In order to limit any possible spread of COVID-19 by people coming into ERMC facilities, all those wishing to enter the hospital must first stop at a screening tent located outside of the Emergency and Redicare entrances. Large signs are in place to clearly direct people where to go. In addition, except for very specific circumstances, visitors are not allowed.

PHOTO INFO: ERMC’s Tammy Schafer, dressed in a lovely teal gown, is shown inside the mandatory check-in tent in front of Redicare. Redicare is located at 1500 S. Main St., Entrance C.

Peters said that, at first, the public often didn’t seem to understand the need for all the extra precautions.

“But we have really noticed a change. At first, we had some people who were upset and frustrated about the inconvenience.

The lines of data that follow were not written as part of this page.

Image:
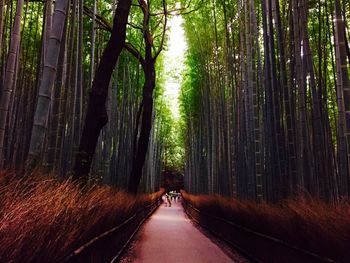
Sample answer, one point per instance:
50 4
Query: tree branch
160 48
132 50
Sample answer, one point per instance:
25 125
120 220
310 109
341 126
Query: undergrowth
42 219
302 222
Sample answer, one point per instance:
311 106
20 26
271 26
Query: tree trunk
96 116
47 82
10 75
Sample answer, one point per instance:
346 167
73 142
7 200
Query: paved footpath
169 237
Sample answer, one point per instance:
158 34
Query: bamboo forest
174 131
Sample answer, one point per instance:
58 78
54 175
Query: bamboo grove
66 73
266 100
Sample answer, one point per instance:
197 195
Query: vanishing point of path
169 236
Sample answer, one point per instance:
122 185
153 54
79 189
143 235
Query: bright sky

But over the past week or so, we’ve noticed a lot more understanding and appreciation of what we are trying to do.”

As far as ERMC staff is concerned, Peters said it is obviously a stressful time.

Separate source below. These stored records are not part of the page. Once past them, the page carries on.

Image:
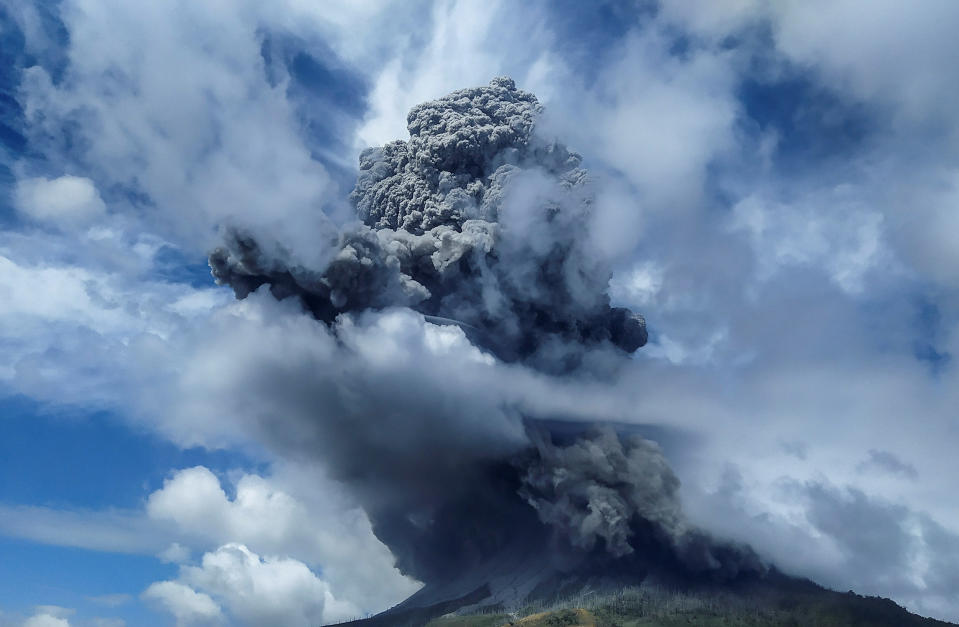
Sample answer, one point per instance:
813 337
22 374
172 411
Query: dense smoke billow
480 226
474 220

“People are concerned, and it is ok to be concerned. We all think about the possibility of bringing this home to our families, but we also feel better if we are busy doing something.”

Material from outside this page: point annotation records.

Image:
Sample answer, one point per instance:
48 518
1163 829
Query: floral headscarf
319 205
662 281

ERMC has instituted a number of steps aimed at closely monitoring staff health. All staff are required to take their temperature twice a day at least eight hours apart.

“They also take their temperature right before entering any building, and if they have a fever or symptoms they are sent right home. And we have been sending out a lot of wellness information to staff — things like how to talk to their children about COVID-19, stress management resources, workout videos and daycare options.”

PHOTO INFO: Chris Sebastian and Josh Leask are shown on duty at the ERMC employee screening tent.

Incident Command Team

The ICT consists of the ERMC executive management team along with the addition of an infection prevention and control specialist, a supply manager and a physician.

All emergency facilities and organizations around the nation are required to have a complete plan for emergencies and to regularly practice a wide variety of emergency scenarios. Pandemics are one of the many emergencies on the scenario list, and ERMC was ready when it came time to put its pandemic emergency plan into action, for real.

Peters said that by the second week in March, it had become clear to ICT members that the COVID-19 situation would require team activation.

“We had been getting information (on the outbreak) for quite a while, but by early March it became clear we were going to be facing a serious situation. Since then, the Incident Command Team hasn’t had a day off … we knew what was going to happen but just didn’t exactly how or when.”

The team was officially activated on March 13, and it has been an almost non-stop series of new information, new mandates and new challenges.

“We are in constant communication with each other, constantly gathering new information, answering questions from staff, responding to new mandates and working with many other organizations from all around the area. The amount of paperwork alone is immense.”

Of utmost importance

Peters said the most important thing for the community to know and understand about the current COVID-19 situation is that all the guidelines and rules are essential for everyone’s safety.

She urges all Eaton Rapids area residents to listen to the experts on the best ways to prevent the spread of infection, to stay home as much as possible and to follow all social distancing and hand-washing guidelines if one does have to go out.

ERMC’s website, at, has a special COVID-19 notice on its main page. Clicking on that notice will bring up a page with full information on how to protect yourself and others. It also offers links to the Michigan Department of Health and Human Services (MDHHS) website and the CDC.

“If someone does need to come in to see us for medical treatment, we are here for them and simply ask that they follow our procedures in order to keep everyone safe.”


Main photo – ERMC Emergency Department employees Dr. John Fata; Jolynne Smith, RN; Emily Willinger, RN; and Heather Sholty, MA, are shown sporting goggles donated by Eaton Rapids Public Schools.